Under treatment, a mixed short-term evolution of signs was observed in these two patients. While some signs persisted, others improved. Therefore, the evolution of congenital toxoplasmosis is related to the impediments occurring when beginning the treatment; obviously, early treatment enables the symptoms to decrease [20]. The prognosis, for these two patients, continues to be 'reserved'. In fact, among the factors of poor prognosis, infection precocity is very significant. It is well recognised that the earlier the onset of foetal infection, the greater the severity of the lesions [21], and in light of the abundance of signs these two patients presented, it is highly probable that these foetal infections appeared as early as the first trimester of pregnancy. Poor prognosis is also true for hydrocephalus, even in developed countries, in spite of good and available treatment protocols [22]. In our context, referring to countries with limited resources, introducing a ventriculoperitoneal shunt during the neonatal period continues to pose challenges. This further obscures the prognosis of the disease in one of the patients where the signs of intracranial hypertension are already evident.
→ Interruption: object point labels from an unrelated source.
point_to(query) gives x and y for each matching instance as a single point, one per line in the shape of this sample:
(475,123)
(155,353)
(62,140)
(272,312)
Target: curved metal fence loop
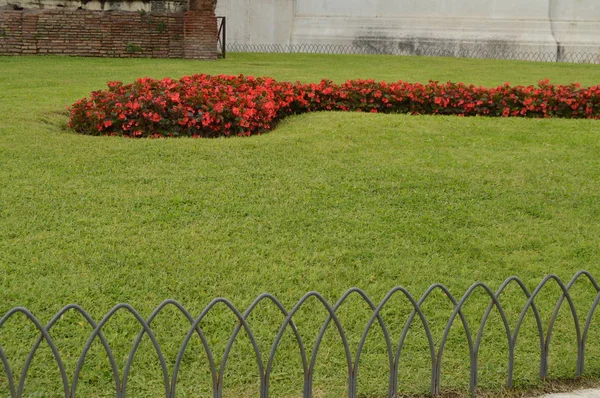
(363,339)
(576,322)
(446,291)
(396,359)
(138,340)
(8,372)
(544,354)
(46,335)
(473,350)
(538,319)
(581,344)
(96,332)
(280,306)
(90,322)
(586,329)
(190,333)
(332,315)
(354,373)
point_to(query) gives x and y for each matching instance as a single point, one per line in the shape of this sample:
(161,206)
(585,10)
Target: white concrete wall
(417,26)
(258,21)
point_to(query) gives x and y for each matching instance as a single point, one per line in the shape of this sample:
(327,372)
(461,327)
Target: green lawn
(325,202)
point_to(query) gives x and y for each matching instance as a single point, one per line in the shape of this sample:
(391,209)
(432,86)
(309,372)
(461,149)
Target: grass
(326,202)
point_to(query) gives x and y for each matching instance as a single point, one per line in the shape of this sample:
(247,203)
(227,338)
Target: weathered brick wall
(106,34)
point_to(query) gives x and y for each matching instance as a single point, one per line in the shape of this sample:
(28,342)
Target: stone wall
(108,34)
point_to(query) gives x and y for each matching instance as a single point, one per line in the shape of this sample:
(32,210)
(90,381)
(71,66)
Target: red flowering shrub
(212,106)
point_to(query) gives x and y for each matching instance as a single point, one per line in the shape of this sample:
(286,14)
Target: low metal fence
(222,37)
(390,49)
(308,355)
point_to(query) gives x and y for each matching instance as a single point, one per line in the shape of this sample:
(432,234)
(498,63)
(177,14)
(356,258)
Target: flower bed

A codified follow-up plans are also absent in countries like ours, although they need to be implemented urgently and made mandatory for patient monitoring [18]. While ocular lesions, either new or arising from sequellar chorioretinitis in most cases, cause no major changes in visual function [23] [24], they can result in eventual blindness in some patients [15] [25]. In these two patients, the tenacity of the jaundice raises an alarm regarding possible bilirubin encephalopathy. The sequelae of neurological (epilepsy, cerebral palsy), sensory (blindness, deafness), and cognitive (lower intellectual coefficient) symptoms, which are clearly explained [23] [24] [25] [26], warrant patient monitoring to manage an adequate load. Therefore, it is crucial that a national program be established and monitoring of patients be made mandatory in our countries.

4. Conclusion

In Burkina Faso, manifestation of congenital toxoplasmosis in its severe form continues to be relevant. With no vaccine available, primary prevention persists as the only effective strategy to combat toxoplasmosis. A large-scale study on the incidence of congenital toxoplasmosis will throw much light on the extent of this condition prevailing in Burkina Faso and promote the institution of a national program to confront and overcome this long-ignored parasitic disease.

Conflicts of Interest

The authors declare no conflicts of interest.